Streaming sadness: Binging on YouTube leads to loneliness, depression

QUEENSLAND, Australia — Since launching in 2005, YouTube has revolutionized the way people watch videos online. Offering users endless content on virtually any topic, there’s no denying YouTube’s convenience. Now, however, researchers from Griffith University suggest spending too much time on the platform can be detrimental to mental health. A team from the Australian Institute for Suicide Research and Prevention (AISRAP) report frequent, habitual YouTube users exhibit higher levels of loneliness, anxiety, and depression.

Dr. Luke Balcombe, and Emeritus Professor Diego De Leo from Griffith University’s School of Applied Psychology and AISRAP, originally set out to better understand both the positive and negative mental health implications associated with the world’s busiest streaming platform. Notably, individuals experiencing the most negative affects were young people under 29 years of age and those regularly watching content about other people’s lives.

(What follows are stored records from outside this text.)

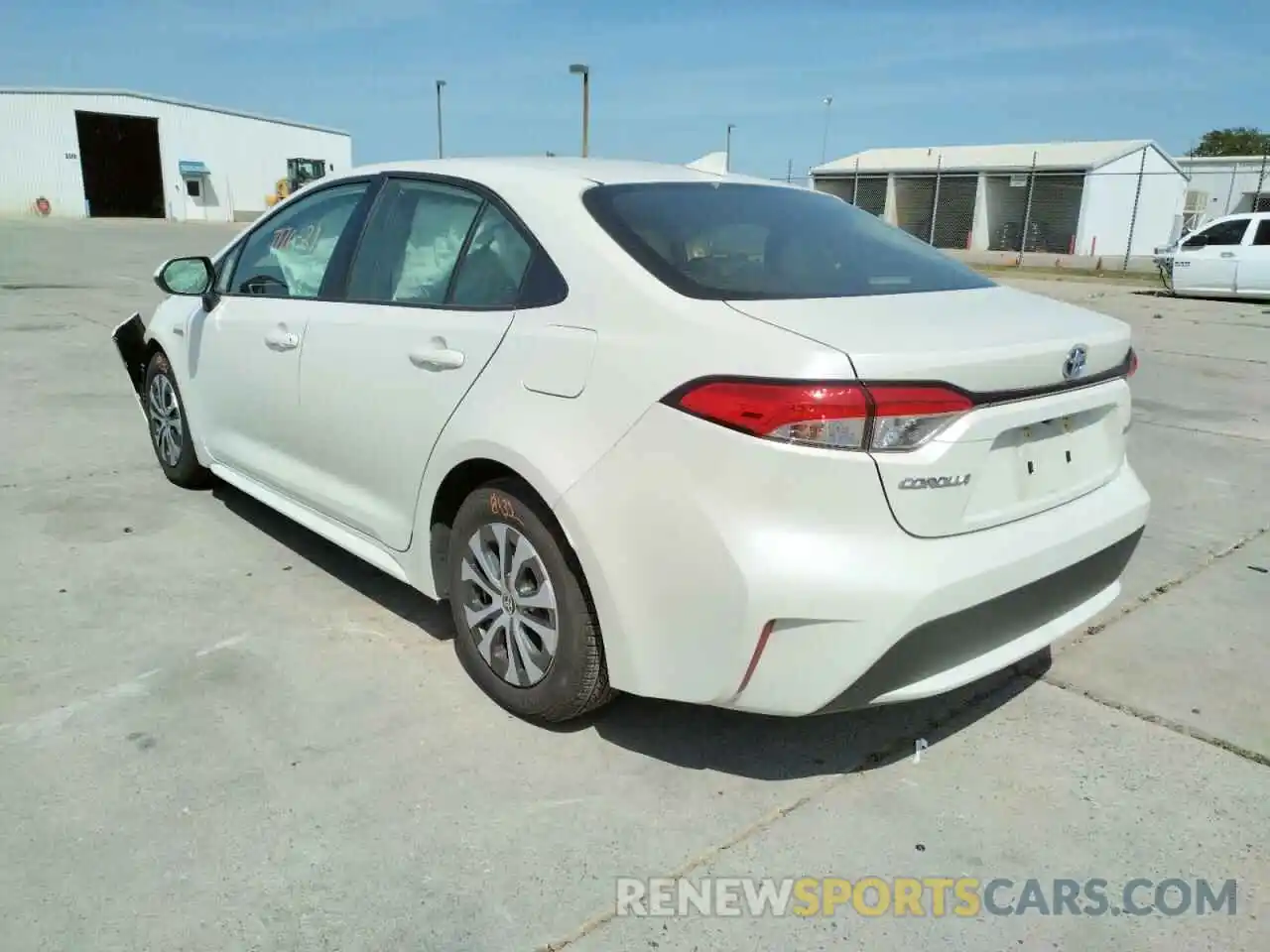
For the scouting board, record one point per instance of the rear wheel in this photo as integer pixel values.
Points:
(526, 627)
(169, 426)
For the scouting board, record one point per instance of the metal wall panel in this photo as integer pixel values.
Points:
(245, 157)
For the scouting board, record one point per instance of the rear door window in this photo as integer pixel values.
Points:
(1224, 232)
(739, 241)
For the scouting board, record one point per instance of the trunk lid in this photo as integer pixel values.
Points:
(1017, 452)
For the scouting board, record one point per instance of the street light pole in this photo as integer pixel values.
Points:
(441, 150)
(825, 139)
(579, 68)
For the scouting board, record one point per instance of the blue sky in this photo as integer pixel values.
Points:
(667, 77)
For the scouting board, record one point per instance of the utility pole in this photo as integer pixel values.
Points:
(441, 149)
(580, 68)
(825, 139)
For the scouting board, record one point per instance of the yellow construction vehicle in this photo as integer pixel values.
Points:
(300, 173)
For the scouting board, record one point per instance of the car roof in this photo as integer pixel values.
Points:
(558, 169)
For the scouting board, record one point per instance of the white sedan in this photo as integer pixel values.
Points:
(656, 429)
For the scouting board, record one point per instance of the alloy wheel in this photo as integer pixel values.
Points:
(509, 604)
(167, 428)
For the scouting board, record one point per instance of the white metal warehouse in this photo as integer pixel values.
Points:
(79, 153)
(1084, 198)
(1224, 185)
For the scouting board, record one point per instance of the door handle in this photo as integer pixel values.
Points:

Dr. Balcombe explains that the fostering of parasocial relationships between content creators and followers may be cause for concern. However, there were a few neutral or positive instances in which creators developed closer relationships with their followers.

“These online ‘relationships’ can fill a gap for people who, for example, have social anxiety, however it can exacerbate their issues when they don’t engage in face-to-face interactions, which are especially important in developmental years,” Balcombe says in a university release. “We recommend individuals limit their time on YouTube and seek out other forms of social interaction to combat loneliness and promote positive mental health.”

Is there a problem with YouTube’s algorithms?

Study authors add many parents are especially concerned about the amount of time their kids spend on YouTube. It’s common for moms and dads to say it’s tough to constantly monitor their children’s use of the platform for educational or other purposes.

During this study, the team considered spending over two hours daily on YouTube “high frequency use” and over five hours daily “saturated use.” Researchers also concluded much more needs to be done to prevent suicide-related content from being recommended to users via suggested viewing algorithms. YouTube’s algorithm suggests videos based on previous searches, potentially sending users further down a disturbing “rabbit hole.”

While users are able to report this type of content, it often goes unreported. Conversely, if a harmful video remains online for just a few days or weeks, due to the sheer volume of content passing through, it is usually near impossible for YouTube’s algorithms to stop all of it. If a piece of content is flagged as potentially promoting self-harm or suicide, YouTube generates a warning and asks users if they want to continue watching the video.

YouTube videos on search page
Photo by NordWood Themes on Unsplash

“With vulnerable children and adolescents who engage in high frequency use, there could be value in monitoring and intervention through artificial intelligence,” Dr. Balcombe continues. “We’ve explored human–computer interaction issues and proposed a concept for an independent-of-YouTube algorithmic recommendation system which will steer users toward verified positive mental health content or promotions.”

“YouTube is increasingly used for mental health purposes, mainly for information seeking or sharing and many digital mental health approaches are being tried with varying levels of merit, but with over 10,000 mental health apps currently available, it can be really overwhelming knowing which ones to use, or even which ones to recommend from a practitioner point of view.”

“There is a gap for verified mental health or suicide tools based on a mix of AI-based machine learning, risk modeling and suitably qualified human decisions, but by getting mental health and suicide experts together to verify information from AI, digital mental health interventions could be a very promising solution to support increasing unmet mental health needs,” he concludes.

The study is published in the journal Informatics.